四駒漫画(376):泥棒(9)

泥棒は、盗みに入った家で、生活環境の変化で余りにも無視されると、それを嘆き、盗む気もなくす、こともある?

 

文庫版28巻、昭和39年

『3~4年生くらいの坊やがテレビの前に横になり、缶に入ったお煎餅をつまんで食べながらテレビを見ています。その部屋のドアが開いて、口の周りに無精ひげをボウボウと生やし、頬被りして、横縞のセータを着た、おそろしげな泥棒が入って来ました。ドアを開いて部屋の中を覗き込んだ泥棒は、部屋の中を見廻して、ドスの利いた声で「オイ坊やだけか」と聞いています。坊やは、振り向きもせず、テレビを見たまま「うん、パパは会社、ママもお努め」と平然と答えています』

 

『泥棒は、部屋の中に入り込んでいます。坊やは、それでも、お煎餅を食べながら、テレビに夢中です。泥棒は腕を組んで立ったまま、坊やが「妹は保育所」と続けて言うのを聞いています』

 

『テレビの中では、若い男女が抱き合い、キスしようとしているところです。坊やは、なにがおかしいのか、「ケケケケケケー」と声を上げて、まだテレビに夢中で、泥棒のことは全く無視しています。泥棒は、その様子に開いた口が閉まらないのか、ポカーンとしています』

 

『小さなポリボックスに、チョビヒゲの制服制帽の警官がいて、その前にサザエさんが買い物籠を下げて立っています。サザエさんは、何故ポリボックスの前にいるのか判りませんが、二人の前を、坊やに無視された泥棒が、「じつになげかわしい!ああいう生活かんきょうでよいのか」と愚痴りながら通り過ぎて行きました。
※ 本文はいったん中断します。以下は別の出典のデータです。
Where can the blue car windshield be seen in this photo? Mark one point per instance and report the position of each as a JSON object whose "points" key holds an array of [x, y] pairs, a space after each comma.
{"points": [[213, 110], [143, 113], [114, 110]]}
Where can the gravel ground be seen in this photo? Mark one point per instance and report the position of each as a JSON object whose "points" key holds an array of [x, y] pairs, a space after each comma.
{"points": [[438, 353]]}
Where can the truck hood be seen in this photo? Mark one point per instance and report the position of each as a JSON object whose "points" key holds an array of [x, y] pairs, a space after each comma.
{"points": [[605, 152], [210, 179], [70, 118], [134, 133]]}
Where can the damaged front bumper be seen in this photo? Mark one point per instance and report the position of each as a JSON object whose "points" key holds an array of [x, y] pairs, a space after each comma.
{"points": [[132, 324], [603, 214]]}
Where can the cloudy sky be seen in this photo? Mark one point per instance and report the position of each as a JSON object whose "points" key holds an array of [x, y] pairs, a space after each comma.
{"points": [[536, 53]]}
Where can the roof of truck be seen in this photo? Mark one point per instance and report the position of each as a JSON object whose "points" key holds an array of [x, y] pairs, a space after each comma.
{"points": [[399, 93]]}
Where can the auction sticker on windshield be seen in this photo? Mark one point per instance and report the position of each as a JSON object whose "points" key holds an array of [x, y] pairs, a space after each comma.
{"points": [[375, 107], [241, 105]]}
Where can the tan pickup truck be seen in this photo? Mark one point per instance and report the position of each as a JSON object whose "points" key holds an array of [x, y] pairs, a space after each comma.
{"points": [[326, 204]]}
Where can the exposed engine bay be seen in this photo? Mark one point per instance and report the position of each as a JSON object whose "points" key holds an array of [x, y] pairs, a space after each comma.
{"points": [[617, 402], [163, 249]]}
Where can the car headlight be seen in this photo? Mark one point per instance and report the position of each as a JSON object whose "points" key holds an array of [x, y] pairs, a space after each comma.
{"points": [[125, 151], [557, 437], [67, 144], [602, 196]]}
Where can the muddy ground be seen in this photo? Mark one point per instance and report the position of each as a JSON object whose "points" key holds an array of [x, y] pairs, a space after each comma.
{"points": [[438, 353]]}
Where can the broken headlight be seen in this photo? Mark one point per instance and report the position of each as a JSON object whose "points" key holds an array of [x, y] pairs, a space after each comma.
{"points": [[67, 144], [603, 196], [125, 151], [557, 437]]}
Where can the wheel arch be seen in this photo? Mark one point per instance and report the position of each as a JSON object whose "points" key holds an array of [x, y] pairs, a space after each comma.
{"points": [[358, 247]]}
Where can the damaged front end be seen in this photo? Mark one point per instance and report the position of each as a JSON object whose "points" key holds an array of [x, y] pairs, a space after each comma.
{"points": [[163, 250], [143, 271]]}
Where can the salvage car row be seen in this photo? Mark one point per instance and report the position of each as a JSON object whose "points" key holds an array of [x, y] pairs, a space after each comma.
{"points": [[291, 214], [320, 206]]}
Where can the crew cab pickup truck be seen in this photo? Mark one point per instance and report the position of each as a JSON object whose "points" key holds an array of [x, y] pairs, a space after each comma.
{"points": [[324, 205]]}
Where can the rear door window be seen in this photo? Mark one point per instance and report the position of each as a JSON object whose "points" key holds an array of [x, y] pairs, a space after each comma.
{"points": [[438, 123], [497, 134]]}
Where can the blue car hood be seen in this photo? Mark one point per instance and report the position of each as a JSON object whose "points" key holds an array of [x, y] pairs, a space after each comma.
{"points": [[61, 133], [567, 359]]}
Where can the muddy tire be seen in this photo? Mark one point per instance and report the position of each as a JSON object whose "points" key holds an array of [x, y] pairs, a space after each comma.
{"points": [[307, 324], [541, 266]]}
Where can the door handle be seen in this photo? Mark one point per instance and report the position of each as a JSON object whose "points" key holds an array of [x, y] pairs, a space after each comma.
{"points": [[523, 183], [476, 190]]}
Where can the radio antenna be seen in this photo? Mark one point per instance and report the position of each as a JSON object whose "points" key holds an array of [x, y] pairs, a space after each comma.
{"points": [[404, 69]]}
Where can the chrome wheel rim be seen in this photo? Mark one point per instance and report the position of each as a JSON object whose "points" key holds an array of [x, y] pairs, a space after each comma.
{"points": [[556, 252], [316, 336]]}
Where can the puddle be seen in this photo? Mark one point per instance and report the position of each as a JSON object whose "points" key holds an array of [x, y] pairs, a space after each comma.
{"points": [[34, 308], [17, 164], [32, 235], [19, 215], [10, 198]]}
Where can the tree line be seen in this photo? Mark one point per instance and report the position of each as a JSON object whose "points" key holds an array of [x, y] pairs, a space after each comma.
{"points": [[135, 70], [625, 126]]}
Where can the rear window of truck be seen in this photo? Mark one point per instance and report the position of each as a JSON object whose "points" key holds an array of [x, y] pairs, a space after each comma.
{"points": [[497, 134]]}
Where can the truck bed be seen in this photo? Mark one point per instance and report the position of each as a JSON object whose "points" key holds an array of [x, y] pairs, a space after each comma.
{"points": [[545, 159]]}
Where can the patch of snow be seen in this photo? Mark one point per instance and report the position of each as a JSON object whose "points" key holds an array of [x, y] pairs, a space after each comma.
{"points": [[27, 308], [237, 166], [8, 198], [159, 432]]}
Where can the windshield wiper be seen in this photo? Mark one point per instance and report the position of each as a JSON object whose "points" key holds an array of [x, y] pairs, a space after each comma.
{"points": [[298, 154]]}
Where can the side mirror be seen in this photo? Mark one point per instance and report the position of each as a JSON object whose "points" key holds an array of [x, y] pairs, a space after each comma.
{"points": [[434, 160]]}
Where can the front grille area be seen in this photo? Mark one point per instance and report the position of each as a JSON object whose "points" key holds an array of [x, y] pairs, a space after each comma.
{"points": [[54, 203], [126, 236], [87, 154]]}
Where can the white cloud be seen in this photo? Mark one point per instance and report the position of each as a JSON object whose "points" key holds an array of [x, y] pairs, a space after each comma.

愚痴が二人に聞こえたのか、2人とも不思議そうな顔をしています』

 

サザエさんの四駒漫画でした。

昨年(2012)の暮れの衆議院選挙は、若年層の政治的無関心もあり、民主党の政権は終わり、自民党が圧勝して政権を取り戻しました。

この無関心には困ったものだと、自分たちの愚かさを省みることもなく、批判している、ある民主党議員がいました。

 

昔、テレビが普及し、泥棒が少し横行していた時、泥棒が、盗みに入り込んだ家で、テレビの大人向けの映像に夢中になっている坊やに全く無視されました。

泥棒は、坊やが、その自分の殻の中に閉じ籠ってしまっているのは、社会環境の所為で、嘆かわしいと批判しています。

嘆いている泥棒は、坊や以外誰もいないのに、坊やを脅して盗むことなく、何も取らずにイソイソと引き返しています。

 

もし、ここで坊やが驚いて反応したら、この泥棒は、生活環境の変化に嘆くこともなく、沢山のものを盗んだでしょう。

 

社会問題に関して正義感の強い泥棒に対しては、坊やのように、声を掛けられても無視し、テレビに夢中になって無関心で有れば、被害を免れることもあるのですね!

それにしても、サザエさんは、何故ポリボックスの前にいたのでしょう。